Juran Healthcare works with hospitals to measure their ability to develop programs and initiatives that will lead to a strong patient safety culture. We also conduct behavioral observations, interviews, and process assessments in order to gauge the organization’s ability to adopt behavior-based expectations, as well as scientific approaches to problem solving; including Six Sigma,Lean, PDSA, Root Cause Analysis and A3 Problem Solving. Our assessments include the following:
Patient Safety Culture Survey: Juran recommends a comprehensive assessment of the patient safety culture of the organization by using tools such as the survey created by the Association for Healthcare Research and Quality (AHRQ). The purpose of the survey is to provide leadership with the understanding of the behaviors and beliefs of the members of the organization in regards to certain patient safety culture aspects. These aspects include communication, empowerment and accountability, senior leader and management commitment to safety, the organization's ability to detect and learn from mistakes, disclosure, and overall patient safety grading. The results and comments that are captured in the survey can provide a platform for identifying opportunities for improvement in human performance and process improvement.

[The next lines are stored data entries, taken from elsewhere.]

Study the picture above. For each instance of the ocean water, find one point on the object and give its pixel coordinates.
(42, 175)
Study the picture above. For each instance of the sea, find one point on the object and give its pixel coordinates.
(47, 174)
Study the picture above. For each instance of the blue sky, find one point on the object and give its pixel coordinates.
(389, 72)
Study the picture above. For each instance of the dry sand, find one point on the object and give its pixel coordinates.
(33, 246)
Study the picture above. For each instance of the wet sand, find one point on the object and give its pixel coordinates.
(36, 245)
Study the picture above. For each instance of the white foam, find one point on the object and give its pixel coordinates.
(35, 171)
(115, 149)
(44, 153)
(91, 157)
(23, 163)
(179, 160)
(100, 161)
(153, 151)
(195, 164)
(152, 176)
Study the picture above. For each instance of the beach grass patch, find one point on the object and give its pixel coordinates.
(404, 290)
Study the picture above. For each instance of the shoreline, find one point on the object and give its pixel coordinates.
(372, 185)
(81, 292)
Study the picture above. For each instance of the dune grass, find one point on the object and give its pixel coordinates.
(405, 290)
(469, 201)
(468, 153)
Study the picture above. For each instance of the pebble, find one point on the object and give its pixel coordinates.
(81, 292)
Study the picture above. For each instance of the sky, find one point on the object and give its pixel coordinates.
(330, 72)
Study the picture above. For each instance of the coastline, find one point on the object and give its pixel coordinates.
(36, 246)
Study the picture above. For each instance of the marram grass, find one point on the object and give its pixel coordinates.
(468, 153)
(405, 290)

Behavior-Based Observations:This phase entails an observational assessment based on known patient safety standards set by the organization and regulatory agencies. Observations capture the true essence of culture by capturing the real behaviors of caregivers at the bedside. Although behavior-based observations are a powerful assessment tool, they also provide the cornerstone of human performance improvement and sustainability through the implementation of leadership rounding and peer coaching programs.
Executive and Staff Interviews:Interviews provide a platform for key members of the organization to provide feedback and elevate important issues of safety. These interviews also provide a useful avenue for generating and extracting ideas for improving key patient safety processes.
Incident Reporting System Analysis: The purpose of this phase is to identify key system issues and process breakdowns that are the potential root causes of serious safety events for the organization. High-risk departments such as Emergency and Surgical Services should report at least 25 variances for every serious safety event. This ratio indicates a culture capable of detecting error precursors and potential root causes of serious safety events before they happen. Healthy variance reporting provides the capability of the organization to proactively reduce errors and the likelihood of events rather than relying just on reactive Root Cause Analysis when serious safety events occur. Juran offers strategies to improve incident reporting and management follow-up, such as the Reporting Occurrence Severity Index or ROSI.